The Lesser Tiger Mom

I won’t ever be able to write a song that disses my mom for popping vikes or bashes my dad for being absent because my parents weren’t like that. They showed up when it came to parenting– it didn’t matter what they were going through at the time, they showed up. And they were good parents.

Not all parents are like that.

My parents instilled self confidence without encouraging arrogance. They promoted self- worth without compromising reality. They raised me to focus on what I had to offer, even on the days when I felt I didn’t have much. They knew I felt the need to overcompensate for my shortcomings, but they worked with me so I would grow out of that.

There is nothing worse than some guy who thinks he is The Man, but he isn’t and he wears his shirt tucked ALL THE WAY into his jeans without pulling it out a just little bit, or some girl in her 30’s who feels the need to tell anyone who will listen that her Aunt Rita is friends with the mom of a kid who goes to school with one of Eminem’s daughers.

My parents didn’t want me to be like that.

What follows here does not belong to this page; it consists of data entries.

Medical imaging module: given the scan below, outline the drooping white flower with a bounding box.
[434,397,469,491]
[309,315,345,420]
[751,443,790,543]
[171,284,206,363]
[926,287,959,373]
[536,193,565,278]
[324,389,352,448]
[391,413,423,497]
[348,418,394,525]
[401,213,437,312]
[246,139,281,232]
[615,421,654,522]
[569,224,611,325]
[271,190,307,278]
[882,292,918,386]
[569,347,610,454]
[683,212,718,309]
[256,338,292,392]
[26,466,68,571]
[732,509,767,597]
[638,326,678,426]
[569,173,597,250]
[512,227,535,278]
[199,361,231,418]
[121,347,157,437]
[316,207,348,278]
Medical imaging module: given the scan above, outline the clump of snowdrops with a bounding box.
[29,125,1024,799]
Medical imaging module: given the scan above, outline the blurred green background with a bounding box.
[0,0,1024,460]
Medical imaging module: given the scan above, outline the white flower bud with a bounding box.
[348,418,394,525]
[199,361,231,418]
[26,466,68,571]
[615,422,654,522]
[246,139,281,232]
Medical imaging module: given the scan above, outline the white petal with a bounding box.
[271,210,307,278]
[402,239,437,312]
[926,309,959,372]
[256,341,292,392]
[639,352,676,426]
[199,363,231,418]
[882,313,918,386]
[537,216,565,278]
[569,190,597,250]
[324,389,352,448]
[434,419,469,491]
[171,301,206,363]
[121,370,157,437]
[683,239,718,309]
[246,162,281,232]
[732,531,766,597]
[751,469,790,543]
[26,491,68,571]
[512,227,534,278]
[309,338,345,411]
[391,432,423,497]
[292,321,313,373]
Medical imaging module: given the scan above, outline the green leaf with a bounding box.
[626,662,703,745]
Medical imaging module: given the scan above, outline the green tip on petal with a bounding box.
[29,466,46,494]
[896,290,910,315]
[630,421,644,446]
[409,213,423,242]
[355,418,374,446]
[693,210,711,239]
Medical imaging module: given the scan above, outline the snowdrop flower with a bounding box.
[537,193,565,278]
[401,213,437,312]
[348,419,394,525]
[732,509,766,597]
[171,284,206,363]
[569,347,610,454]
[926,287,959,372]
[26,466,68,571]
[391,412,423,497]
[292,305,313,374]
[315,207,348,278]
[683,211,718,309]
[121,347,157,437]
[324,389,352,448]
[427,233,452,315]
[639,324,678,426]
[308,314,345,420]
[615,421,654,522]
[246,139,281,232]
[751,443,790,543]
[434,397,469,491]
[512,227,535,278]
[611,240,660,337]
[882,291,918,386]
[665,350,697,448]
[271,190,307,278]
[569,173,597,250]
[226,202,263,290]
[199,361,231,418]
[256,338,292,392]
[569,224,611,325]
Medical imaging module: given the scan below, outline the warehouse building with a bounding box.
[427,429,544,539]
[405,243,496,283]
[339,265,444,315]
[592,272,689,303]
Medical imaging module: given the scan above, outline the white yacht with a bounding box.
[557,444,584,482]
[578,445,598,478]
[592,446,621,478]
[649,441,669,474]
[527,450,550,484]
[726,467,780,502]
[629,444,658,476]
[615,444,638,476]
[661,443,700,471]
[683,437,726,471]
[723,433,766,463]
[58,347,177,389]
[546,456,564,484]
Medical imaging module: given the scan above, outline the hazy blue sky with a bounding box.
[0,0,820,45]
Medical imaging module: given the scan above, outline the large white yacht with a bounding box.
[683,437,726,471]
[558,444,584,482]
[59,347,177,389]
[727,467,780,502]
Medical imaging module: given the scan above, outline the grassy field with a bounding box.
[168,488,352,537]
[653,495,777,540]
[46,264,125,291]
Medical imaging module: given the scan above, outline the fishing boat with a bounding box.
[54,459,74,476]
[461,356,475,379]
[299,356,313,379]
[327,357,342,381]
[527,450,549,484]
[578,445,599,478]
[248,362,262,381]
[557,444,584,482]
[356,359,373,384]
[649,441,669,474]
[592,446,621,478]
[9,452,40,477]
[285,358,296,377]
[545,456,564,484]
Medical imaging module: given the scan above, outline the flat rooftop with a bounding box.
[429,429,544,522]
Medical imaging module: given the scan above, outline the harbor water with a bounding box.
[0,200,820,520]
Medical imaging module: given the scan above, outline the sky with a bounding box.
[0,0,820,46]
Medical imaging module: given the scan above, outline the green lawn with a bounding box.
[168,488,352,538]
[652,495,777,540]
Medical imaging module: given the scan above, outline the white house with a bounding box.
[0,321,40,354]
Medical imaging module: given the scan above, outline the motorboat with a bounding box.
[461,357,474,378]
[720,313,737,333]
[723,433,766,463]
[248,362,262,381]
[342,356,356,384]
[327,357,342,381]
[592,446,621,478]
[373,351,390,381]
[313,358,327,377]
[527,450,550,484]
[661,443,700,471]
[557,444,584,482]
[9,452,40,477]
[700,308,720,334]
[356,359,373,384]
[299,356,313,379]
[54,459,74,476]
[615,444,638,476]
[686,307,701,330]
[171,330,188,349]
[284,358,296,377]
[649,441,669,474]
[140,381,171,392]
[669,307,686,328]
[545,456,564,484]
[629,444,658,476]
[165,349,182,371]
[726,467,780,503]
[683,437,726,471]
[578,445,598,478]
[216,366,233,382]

I just needed to do what I could do and do it to the best of my ability, and that would be enough. They knew what I was capable of and those were the boundaries they abided by. When I complained incessantly that I couldn’t deal with the spit that got caught in the mouth piece of the clarinet, my mom eventually let me quit. She knew I was much better suited for dance and tennis and let me do what I loved. Tiger Mom she was not, but she fostered my development and pushed my potential just enough so that I would, one day, emerge to be exactly who I am.

And I’m good with who I am.

I want to do the same with my girls. I want to find that balance. But what if the talent they are looking to be praised for doesn‘t exist? When do the lines of being supportive and being honest cross?

My 4 year old daughter, Sweet Pea, made me a picture the other day and after she gave it to me she said “Mommy, I made this for you. Isn’t it beautiful? It’s Snow White, Snow White and Lovey (her little sister). What do you think?”

What do I think? Well, it’s beautiful to me because I’m the mommy but I don’t think it’s going to win any prizes. It’s definitely lacking in some areas, I mean, look at the one that is supposed to be Lovey. Actually, I’m not even sure which one is supposed to be Lovey!

Sweet Pea is so great at so many things and I’m not worried about her future for one minute. (Unless, of course, she decides to become an artist. If that is the case, in front of the word “Artist” it might say “Starving.”) Of course I don’t have to worry about this now. She’s four. But it’s inevitable that as my girls get older, things will come up that require me to momentarily park them on their path to becoming the functional and productive adults they’re meant to be.

Sweet Pea might walk into the kitchen and tell us that she wants to play for the New York Jets or Lovey might decide that she wants to be a supermodel. I don’t want to be the one to step on their spirit or crush their confidence, but I also don’t want to pump them full of false hope.

Sweet Pea will likely get defensive when I tell her that the Jets probably won’t be interested in her for several reasons (the main one being that she’s not a guy) and I’m pretty certain that Lovey will be sad when I tell her it might be a good idea to look into something else since supermodels are very tall and her Jew genes probably won’t get her too far. Things like that will come up, and when they do I will show up. It‘s my job to be real about their capabilities, and when it’s necessary, I will be. I’m not a tiger mom, but I am a mom.

That day is not today though. That day is another day. Today my daughter isn’t setting goals or making life choices. Today she is just giving a beautiful picture to her mommy.